Uji Kompetensi Keahlian (UKK) merupakan penilaian yang diselenggarakan khusus bagi siswa SMK untuk mengukur pencapaian kompetensi peserta didik yang setara dengan kualifikasi jenjang 2 (dua) atau 3 (tiga) pada KKNI. UKK dilaksanakan di akhir masa studi oleh Lembaga Sertifikasi Profesi atau satuan pendidikan terakreditasi bersama mitra dunia usaha/industri. Hasil UKK bagi peserta didik akan menjadi indikator ketercapaian standar kompetensi lulusan. Sedangkan bagi stakeholder hasil UKK dijadikan sumber informasi atas kompetensi yang dimiliki calon tenaga kerja.

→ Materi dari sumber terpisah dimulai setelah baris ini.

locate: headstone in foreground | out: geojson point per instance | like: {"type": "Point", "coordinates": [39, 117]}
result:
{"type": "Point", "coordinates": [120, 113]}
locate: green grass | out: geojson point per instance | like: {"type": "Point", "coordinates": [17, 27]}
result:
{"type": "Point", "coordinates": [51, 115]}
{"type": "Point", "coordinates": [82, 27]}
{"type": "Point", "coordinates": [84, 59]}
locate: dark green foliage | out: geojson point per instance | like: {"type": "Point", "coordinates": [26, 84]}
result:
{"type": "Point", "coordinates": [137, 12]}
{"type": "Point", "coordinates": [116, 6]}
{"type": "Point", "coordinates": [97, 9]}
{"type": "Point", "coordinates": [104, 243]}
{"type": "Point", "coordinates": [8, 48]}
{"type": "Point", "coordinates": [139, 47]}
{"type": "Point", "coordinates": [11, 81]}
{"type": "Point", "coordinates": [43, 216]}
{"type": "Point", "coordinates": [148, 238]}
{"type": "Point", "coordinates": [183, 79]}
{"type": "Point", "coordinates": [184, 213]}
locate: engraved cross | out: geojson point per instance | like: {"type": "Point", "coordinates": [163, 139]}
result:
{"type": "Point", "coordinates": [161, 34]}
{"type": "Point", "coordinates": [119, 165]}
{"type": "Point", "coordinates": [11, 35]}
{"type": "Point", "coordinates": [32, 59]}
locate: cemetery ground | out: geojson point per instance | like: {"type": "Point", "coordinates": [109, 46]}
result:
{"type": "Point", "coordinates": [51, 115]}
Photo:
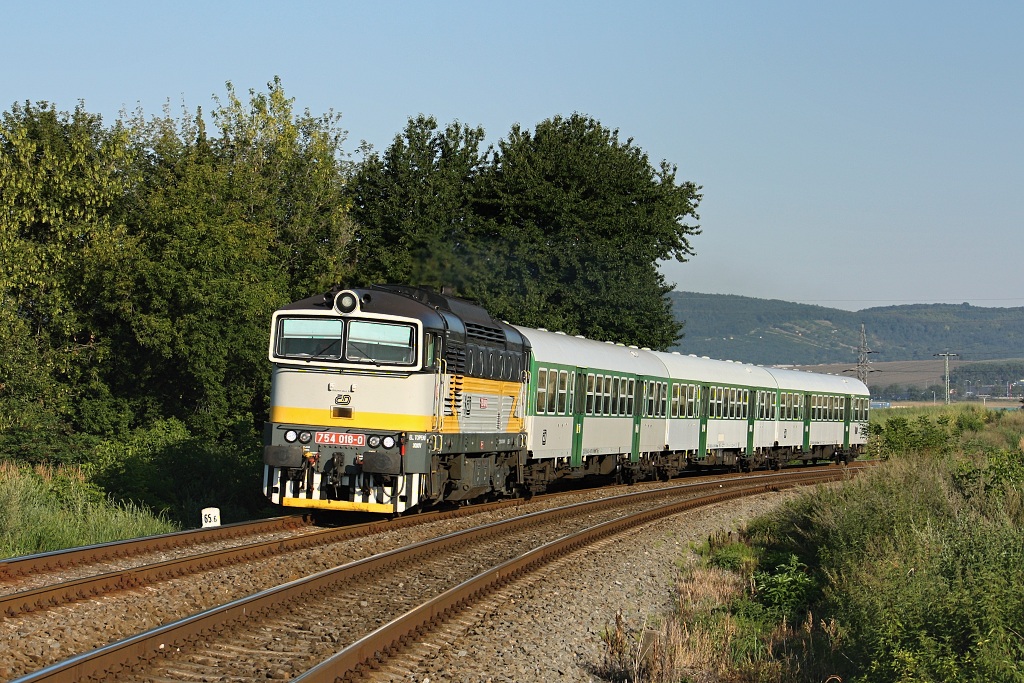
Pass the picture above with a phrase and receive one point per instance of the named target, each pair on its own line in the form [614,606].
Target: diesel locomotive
[393,397]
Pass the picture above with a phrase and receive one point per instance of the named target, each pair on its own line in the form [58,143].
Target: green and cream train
[394,397]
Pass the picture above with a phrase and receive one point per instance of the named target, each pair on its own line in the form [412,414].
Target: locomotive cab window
[310,338]
[380,343]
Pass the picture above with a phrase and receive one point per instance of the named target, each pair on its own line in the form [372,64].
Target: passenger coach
[391,397]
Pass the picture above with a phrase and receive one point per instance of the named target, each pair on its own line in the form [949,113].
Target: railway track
[350,616]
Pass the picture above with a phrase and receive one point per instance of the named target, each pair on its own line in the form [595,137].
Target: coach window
[563,378]
[552,391]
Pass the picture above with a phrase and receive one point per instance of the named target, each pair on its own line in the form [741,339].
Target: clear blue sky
[851,155]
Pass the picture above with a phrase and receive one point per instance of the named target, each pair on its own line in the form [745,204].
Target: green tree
[227,229]
[414,205]
[562,227]
[62,180]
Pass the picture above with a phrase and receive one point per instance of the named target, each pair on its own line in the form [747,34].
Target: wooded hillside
[771,332]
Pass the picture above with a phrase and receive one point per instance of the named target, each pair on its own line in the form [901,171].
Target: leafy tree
[62,178]
[581,220]
[562,227]
[414,206]
[227,228]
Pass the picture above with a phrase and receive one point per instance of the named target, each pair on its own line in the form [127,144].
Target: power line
[946,356]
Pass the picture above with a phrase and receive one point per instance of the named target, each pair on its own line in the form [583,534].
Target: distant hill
[772,332]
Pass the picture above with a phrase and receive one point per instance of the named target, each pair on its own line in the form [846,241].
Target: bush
[44,509]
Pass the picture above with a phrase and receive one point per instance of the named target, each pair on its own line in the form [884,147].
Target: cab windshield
[348,341]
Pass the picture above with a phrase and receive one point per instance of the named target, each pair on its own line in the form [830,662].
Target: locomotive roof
[462,319]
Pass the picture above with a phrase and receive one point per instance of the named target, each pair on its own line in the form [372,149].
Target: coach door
[702,439]
[752,413]
[579,388]
[636,402]
[847,415]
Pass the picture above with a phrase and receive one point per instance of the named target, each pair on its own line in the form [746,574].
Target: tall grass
[43,509]
[911,571]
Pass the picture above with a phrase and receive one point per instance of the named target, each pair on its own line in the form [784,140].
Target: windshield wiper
[324,349]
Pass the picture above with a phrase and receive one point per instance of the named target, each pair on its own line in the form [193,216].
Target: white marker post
[211,517]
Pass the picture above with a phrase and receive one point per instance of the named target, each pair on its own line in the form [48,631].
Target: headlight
[345,302]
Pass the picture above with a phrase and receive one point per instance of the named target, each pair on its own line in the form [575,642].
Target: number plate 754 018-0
[341,438]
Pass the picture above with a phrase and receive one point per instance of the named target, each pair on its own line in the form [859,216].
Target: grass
[47,508]
[912,571]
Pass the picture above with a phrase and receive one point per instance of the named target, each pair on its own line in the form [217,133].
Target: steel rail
[128,653]
[89,587]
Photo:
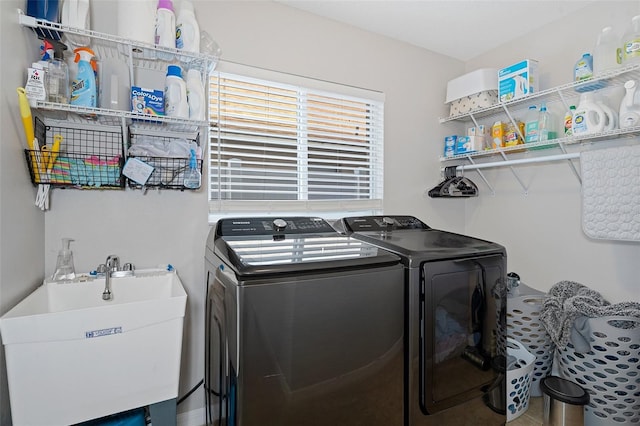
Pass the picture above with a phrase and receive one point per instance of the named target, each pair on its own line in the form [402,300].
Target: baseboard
[191,418]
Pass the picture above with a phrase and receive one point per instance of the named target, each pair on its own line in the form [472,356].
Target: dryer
[304,326]
[452,316]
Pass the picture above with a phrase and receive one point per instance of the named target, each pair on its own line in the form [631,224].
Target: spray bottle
[83,89]
[65,271]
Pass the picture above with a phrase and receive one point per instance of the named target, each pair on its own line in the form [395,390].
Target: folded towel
[567,307]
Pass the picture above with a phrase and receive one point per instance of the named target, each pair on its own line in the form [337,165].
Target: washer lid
[264,246]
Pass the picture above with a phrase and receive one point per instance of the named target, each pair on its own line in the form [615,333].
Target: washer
[451,316]
[304,326]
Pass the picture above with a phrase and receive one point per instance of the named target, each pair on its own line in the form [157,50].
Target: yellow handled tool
[27,123]
[25,113]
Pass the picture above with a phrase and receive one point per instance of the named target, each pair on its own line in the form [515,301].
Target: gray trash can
[564,402]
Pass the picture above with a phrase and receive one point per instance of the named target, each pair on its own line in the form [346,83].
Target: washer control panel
[272,226]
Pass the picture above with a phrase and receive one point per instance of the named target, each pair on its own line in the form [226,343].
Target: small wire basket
[87,156]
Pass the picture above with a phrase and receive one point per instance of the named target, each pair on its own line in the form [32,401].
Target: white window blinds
[287,148]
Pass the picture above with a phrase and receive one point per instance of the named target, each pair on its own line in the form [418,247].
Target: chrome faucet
[112,265]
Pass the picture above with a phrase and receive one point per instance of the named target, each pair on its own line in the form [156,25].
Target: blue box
[147,101]
[450,146]
[518,80]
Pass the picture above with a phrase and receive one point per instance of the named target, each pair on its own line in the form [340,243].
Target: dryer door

Materi UKK disusun berdasarkan skema sertifikasi sesuai dengan jenjang kualifikasi peserta uji/asesi yang memuat kemampuan melaksanakan pekerjaan spesifik, operasional, dan/atau penjaminan mutu. Soal UKK dapat berbentuk penugasan atau bentuk lain yang dinilai secara individual untuk membuat suatu produk sesuai tuntutan standar kompetensi.
Perkembangan industri kelapa sawit di Indonesia tidak terlepas dari peran bahan tanam yang digunakan oleh para pelaku usaha perkebunan kelapa sawit. Bahan tanam unggul kelapa sawit merupakan modal dasar untuk mencapai produktivitas dan mutu minyak sawit yang tinggi. Kontribusi biaya bahan tanam terhadap total biaya produksi sampai dengan menghasilkan umumnya relatif kecil yaitu sekitar 5 % (Pardamean, 2017), tetapi apabila salah dalam memilih benih maka dampaknya sangat besar terhadap keberhasilan budidaya kelapa sawit dalam jangka panjang sebab penggunaan benih tidak bermutu dapat mengakibatkan penurunan produktivitas sampai 50 %. Pemilihan bahan tanam kelapa sawit dengan kualitas unggul dapat menjamin tingkat produksi yang stabil untuk masa ekonomi selama 25 tahun.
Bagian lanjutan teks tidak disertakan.